Manager Humas KAI Daop 5 Purwokerto, M. As’ad Habibuddin, menjelaskan bahwa jumlah tersebut masih berpotensi terus bertambah seiring penjualan tiket Nataru yang masih berlangsung hingga awal Januari mendatang.
“Berdasarkan pantauan pada Sabtu, 20 Desember 2025 sore, jumlah tiket KA yang telah terjual untuk periode keberangkatan 18 Desember 2025 hingga 4 Januari 2026 mencapai 142.145 tiket, atau sekitar 68 persen dari total tiket yang telah disediakan,” jelas As’ad dalam keterangannya, Sabtu.
Menurutnya, tingkat keterisian tersebut menunjukkan minat masyarakat yang cukup tinggi menggunakan transportasi kereta api selama periode Nataru. Namun demikian, peluang mendapatkan tiket masih terbuka karena kapasitas tempat duduk belum terjual sepenuhnya.
Ia pun mengingatkan masyarakat untuk rutin memantau ketersediaan tiket melalui kanal resmi KAI, baik aplikasi Access by KAI maupun situs kai.id, agar mendapatkan informasi terbaru dan akurat. “Ketersediaan tempat duduk pada Angkutan Nataru dari wilayah Daop 5 Purwokerto hingga saat ini masih tersedia,” tambahnya.

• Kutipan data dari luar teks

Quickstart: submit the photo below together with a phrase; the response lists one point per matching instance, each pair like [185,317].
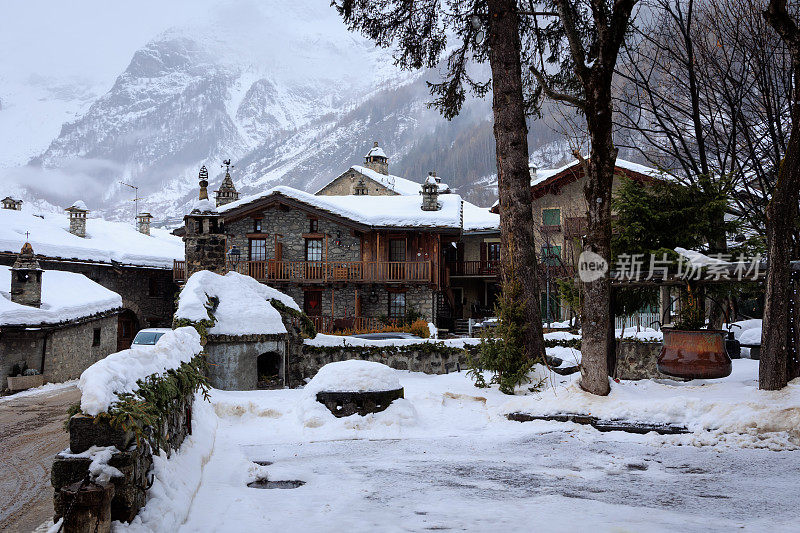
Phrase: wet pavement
[31,433]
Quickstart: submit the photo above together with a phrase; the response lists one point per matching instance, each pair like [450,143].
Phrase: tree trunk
[781,214]
[513,174]
[596,344]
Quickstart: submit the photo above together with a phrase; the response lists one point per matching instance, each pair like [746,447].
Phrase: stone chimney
[376,160]
[26,278]
[203,176]
[77,218]
[227,192]
[430,194]
[143,222]
[10,203]
[204,239]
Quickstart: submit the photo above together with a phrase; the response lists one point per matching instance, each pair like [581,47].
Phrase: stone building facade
[59,352]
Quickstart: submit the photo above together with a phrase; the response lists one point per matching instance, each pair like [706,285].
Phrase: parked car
[149,336]
[389,335]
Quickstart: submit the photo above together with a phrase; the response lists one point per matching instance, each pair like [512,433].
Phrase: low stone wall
[134,460]
[638,360]
[428,357]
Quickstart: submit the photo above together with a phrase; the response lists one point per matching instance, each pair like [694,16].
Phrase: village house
[53,323]
[559,214]
[352,262]
[132,261]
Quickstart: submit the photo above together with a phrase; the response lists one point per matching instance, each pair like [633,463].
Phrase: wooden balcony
[474,268]
[328,271]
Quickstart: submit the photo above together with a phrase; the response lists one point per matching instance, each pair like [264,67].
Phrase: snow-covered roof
[542,175]
[105,241]
[375,211]
[479,218]
[65,296]
[244,304]
[376,151]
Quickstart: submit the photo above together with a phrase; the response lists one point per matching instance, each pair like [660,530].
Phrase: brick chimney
[203,176]
[376,160]
[26,278]
[227,192]
[143,222]
[77,218]
[430,194]
[10,203]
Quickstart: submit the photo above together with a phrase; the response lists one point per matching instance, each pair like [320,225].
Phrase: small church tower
[227,192]
[204,240]
[26,278]
[376,160]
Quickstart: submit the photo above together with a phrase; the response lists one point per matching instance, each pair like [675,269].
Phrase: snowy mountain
[292,98]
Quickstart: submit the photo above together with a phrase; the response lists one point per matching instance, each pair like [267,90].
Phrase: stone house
[55,322]
[353,262]
[559,214]
[135,262]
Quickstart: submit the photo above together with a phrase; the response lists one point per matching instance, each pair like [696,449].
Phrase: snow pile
[119,372]
[65,296]
[322,340]
[105,241]
[731,409]
[353,376]
[204,206]
[378,211]
[177,478]
[243,308]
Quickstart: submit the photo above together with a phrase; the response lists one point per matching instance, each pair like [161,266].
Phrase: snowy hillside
[289,95]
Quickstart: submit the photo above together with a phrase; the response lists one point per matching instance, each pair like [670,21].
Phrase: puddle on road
[283,484]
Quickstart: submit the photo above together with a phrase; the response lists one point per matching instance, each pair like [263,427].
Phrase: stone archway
[269,369]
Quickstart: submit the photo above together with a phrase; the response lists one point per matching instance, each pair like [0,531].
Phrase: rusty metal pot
[694,354]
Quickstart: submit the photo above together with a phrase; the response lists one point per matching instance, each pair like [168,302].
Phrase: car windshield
[147,337]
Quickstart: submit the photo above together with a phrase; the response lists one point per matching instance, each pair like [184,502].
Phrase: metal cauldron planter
[699,354]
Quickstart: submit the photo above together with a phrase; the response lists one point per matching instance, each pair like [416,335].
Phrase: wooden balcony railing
[353,324]
[179,270]
[474,268]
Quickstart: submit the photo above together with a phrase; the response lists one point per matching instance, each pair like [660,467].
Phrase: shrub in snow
[136,389]
[353,376]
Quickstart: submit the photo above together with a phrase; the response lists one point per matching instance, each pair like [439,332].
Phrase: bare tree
[782,216]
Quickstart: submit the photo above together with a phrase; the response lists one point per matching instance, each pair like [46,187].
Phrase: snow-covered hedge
[121,372]
[234,304]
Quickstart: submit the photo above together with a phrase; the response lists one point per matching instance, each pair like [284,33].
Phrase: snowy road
[32,433]
[442,459]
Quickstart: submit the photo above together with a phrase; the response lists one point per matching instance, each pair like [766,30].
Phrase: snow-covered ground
[445,457]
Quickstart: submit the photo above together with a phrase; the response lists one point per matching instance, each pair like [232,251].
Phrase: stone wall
[345,184]
[292,225]
[134,460]
[638,360]
[68,350]
[148,292]
[430,358]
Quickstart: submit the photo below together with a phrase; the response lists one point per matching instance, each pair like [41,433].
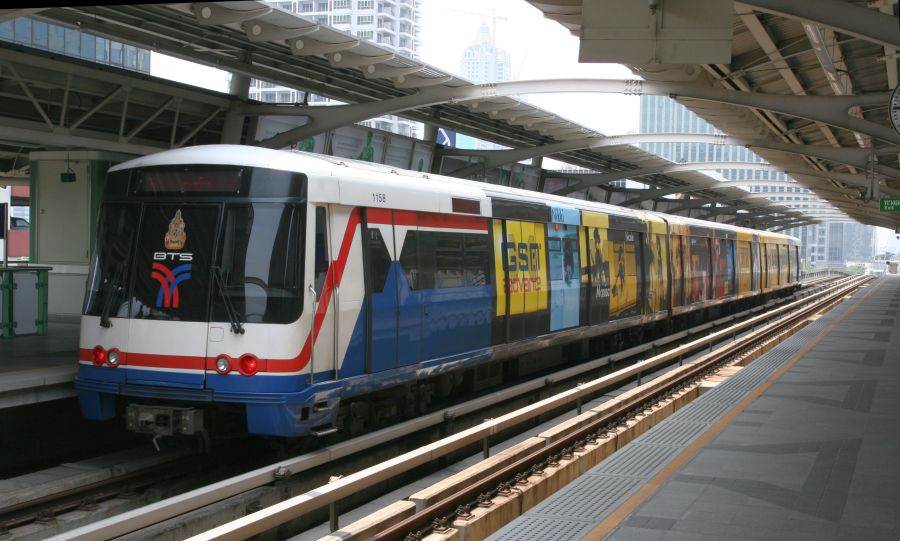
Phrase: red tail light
[249,364]
[98,355]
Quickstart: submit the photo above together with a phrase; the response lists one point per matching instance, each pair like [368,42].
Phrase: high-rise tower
[392,24]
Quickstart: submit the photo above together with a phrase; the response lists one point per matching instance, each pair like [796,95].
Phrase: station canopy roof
[259,40]
[838,49]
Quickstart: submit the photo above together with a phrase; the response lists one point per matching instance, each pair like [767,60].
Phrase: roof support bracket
[259,31]
[209,14]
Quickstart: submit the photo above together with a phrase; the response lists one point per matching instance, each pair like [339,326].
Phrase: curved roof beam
[832,110]
[842,16]
[856,157]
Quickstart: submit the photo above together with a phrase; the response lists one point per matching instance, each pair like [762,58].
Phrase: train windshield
[199,245]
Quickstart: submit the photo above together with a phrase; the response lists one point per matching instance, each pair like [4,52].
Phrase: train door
[563,268]
[410,282]
[381,291]
[323,295]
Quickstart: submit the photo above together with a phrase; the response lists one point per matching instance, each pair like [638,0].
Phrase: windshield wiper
[237,327]
[111,287]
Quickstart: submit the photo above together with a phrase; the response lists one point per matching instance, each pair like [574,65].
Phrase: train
[269,290]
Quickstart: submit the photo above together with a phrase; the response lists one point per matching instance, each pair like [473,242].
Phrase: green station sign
[890,205]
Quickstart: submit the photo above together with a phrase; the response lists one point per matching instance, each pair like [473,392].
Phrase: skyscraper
[392,24]
[821,244]
[483,62]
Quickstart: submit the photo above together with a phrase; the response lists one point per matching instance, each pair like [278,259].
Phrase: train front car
[195,311]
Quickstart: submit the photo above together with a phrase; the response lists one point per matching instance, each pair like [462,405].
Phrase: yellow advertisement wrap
[658,282]
[623,264]
[521,254]
[499,267]
[744,266]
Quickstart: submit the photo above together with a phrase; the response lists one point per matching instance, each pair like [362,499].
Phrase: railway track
[486,486]
[266,485]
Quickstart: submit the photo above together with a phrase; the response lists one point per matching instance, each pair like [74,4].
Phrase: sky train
[269,287]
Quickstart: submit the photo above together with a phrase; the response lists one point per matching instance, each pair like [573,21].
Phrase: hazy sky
[539,49]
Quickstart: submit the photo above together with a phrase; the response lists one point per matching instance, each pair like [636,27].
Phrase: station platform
[39,368]
[804,443]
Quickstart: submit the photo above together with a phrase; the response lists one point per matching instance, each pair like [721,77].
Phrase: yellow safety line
[653,484]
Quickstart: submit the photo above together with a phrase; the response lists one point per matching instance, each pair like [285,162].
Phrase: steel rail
[438,511]
[295,507]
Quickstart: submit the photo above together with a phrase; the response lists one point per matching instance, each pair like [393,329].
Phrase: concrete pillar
[232,130]
[430,132]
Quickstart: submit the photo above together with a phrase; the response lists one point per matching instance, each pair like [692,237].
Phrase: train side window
[448,260]
[379,260]
[409,260]
[477,263]
[321,251]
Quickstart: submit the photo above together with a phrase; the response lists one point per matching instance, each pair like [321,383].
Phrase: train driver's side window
[321,251]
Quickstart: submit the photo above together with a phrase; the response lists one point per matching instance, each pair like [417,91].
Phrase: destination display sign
[890,205]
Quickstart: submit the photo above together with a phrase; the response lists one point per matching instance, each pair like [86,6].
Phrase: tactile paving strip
[642,460]
[578,507]
[589,497]
[544,529]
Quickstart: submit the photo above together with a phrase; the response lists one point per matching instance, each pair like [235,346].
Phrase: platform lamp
[4,231]
[68,175]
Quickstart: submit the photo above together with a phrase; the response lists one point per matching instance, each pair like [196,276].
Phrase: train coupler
[160,421]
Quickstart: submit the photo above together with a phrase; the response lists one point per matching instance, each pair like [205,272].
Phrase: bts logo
[168,283]
[522,256]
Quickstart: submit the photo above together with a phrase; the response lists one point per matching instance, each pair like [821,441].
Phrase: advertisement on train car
[622,250]
[657,262]
[521,254]
[699,265]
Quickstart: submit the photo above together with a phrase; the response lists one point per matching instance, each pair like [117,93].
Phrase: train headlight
[98,355]
[223,365]
[249,364]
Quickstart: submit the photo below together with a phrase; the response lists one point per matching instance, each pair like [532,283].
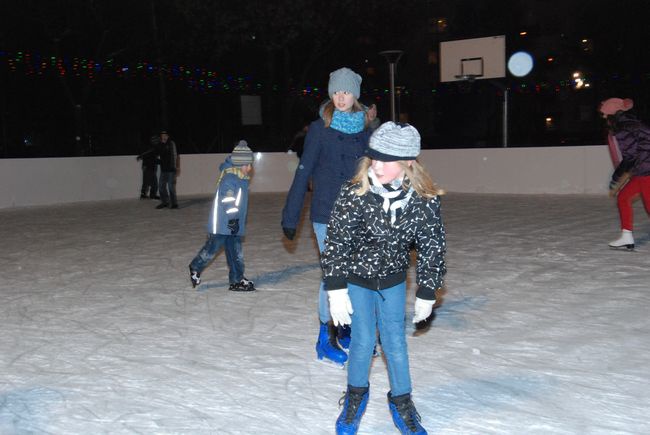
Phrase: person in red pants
[634,143]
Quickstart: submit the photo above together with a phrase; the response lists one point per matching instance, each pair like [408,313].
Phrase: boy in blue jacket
[228,220]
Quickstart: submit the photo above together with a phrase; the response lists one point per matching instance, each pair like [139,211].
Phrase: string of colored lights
[204,80]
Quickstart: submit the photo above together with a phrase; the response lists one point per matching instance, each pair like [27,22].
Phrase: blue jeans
[383,309]
[320,230]
[234,255]
[167,187]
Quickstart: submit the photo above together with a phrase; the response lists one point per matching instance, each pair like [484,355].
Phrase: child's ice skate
[195,277]
[354,405]
[405,416]
[327,347]
[245,285]
[625,241]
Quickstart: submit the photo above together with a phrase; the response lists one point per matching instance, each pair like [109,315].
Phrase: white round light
[520,64]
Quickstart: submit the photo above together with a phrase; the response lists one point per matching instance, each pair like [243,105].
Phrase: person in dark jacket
[227,224]
[388,207]
[333,146]
[169,165]
[150,162]
[633,139]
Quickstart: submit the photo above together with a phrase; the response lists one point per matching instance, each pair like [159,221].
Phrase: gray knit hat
[392,142]
[344,79]
[241,155]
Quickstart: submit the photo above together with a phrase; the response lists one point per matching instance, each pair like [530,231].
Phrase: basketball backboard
[473,59]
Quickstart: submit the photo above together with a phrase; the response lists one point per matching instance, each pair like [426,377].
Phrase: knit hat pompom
[241,155]
[392,142]
[613,105]
[344,79]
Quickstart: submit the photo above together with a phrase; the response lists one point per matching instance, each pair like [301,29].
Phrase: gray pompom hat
[344,79]
[242,155]
[392,142]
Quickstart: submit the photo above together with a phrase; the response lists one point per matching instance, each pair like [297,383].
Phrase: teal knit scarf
[348,122]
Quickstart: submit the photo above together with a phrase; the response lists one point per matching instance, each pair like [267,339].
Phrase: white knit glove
[340,306]
[423,308]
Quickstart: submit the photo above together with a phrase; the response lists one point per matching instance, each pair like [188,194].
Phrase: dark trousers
[234,255]
[167,187]
[149,182]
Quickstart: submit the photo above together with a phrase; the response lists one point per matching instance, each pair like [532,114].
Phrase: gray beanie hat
[344,79]
[241,155]
[392,142]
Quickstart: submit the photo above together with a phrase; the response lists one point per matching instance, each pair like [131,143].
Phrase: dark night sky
[284,45]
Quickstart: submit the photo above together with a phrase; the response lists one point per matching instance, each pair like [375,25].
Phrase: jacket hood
[226,164]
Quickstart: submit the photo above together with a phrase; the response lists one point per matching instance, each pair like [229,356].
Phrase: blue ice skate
[344,333]
[356,399]
[327,346]
[405,416]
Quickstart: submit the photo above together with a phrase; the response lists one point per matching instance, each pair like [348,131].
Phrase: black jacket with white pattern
[364,249]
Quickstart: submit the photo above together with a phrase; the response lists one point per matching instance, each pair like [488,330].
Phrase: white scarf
[395,197]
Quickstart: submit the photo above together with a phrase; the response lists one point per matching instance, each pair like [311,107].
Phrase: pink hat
[613,105]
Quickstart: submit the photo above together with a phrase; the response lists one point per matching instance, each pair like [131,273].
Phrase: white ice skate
[625,241]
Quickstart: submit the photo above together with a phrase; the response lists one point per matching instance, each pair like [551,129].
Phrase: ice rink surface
[541,330]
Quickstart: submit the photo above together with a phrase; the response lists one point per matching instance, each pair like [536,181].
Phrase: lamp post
[392,57]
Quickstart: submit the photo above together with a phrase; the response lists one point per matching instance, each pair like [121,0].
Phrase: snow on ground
[542,329]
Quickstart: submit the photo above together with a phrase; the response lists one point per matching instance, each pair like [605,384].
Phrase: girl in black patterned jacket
[390,206]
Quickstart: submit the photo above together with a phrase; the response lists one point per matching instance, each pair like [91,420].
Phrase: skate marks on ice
[27,410]
[267,280]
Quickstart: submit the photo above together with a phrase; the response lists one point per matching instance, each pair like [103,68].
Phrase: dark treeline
[286,45]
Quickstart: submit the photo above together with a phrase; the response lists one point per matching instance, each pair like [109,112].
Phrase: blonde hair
[328,112]
[417,176]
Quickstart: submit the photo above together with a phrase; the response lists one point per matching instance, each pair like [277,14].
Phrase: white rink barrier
[544,170]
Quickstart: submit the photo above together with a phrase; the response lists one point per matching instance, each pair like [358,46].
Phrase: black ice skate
[245,285]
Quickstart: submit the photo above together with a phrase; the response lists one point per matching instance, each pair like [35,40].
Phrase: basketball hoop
[465,82]
[467,77]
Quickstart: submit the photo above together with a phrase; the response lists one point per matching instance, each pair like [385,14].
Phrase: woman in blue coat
[334,144]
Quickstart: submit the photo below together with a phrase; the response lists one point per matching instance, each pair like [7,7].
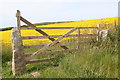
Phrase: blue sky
[56,10]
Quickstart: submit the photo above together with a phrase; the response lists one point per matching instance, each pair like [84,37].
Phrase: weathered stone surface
[18,59]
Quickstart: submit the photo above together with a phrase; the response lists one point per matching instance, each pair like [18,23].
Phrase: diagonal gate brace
[50,44]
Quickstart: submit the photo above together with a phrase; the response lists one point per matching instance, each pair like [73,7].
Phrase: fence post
[18,19]
[78,39]
[98,32]
[18,58]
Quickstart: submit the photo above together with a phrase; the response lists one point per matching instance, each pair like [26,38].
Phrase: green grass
[88,62]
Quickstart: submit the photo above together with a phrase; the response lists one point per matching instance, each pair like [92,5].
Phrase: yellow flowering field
[6,35]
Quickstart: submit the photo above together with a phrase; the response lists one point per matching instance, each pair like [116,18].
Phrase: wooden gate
[20,59]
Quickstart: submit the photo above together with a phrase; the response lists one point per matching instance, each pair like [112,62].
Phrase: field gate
[20,59]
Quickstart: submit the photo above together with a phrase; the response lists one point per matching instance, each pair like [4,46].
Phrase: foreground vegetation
[94,60]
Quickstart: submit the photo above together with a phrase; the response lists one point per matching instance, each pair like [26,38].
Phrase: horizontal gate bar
[55,36]
[24,28]
[58,44]
[40,60]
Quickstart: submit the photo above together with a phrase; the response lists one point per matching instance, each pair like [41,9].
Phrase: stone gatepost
[18,59]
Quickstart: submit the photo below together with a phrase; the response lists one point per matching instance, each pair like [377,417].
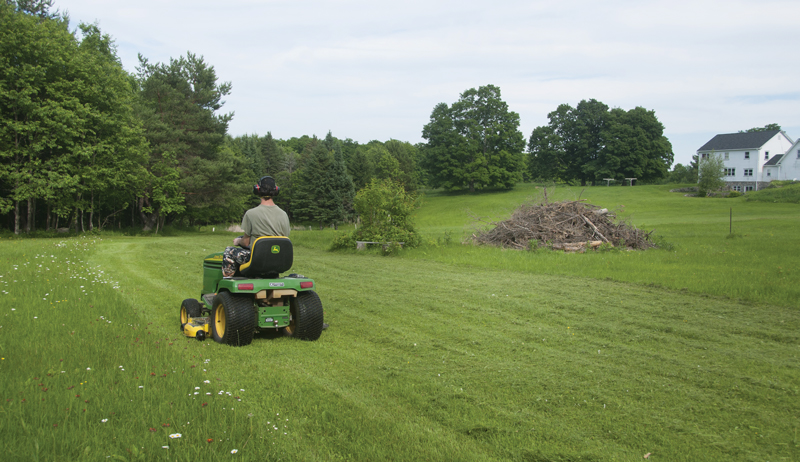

Selain soal tiket, KAI Daop 5 Purwokerto juga menekankan pentingnya kesiapan waktu perjalanan menuju stasiun. Potensi kepadatan lalu lintas di jalan raya dinilai perlu diantisipasi agar tidak mengganggu jadwal keberangkatan.
“Kami mengimbau penumpang kereta api untuk sudah berada di dalam rangkaian kereta paling lambat 10 menit sebelum jadwal keberangkatan, agar tidak tertinggal kereta dan memastikan proses keberangkatan berjalan tepat waktu,” tutup As’ad.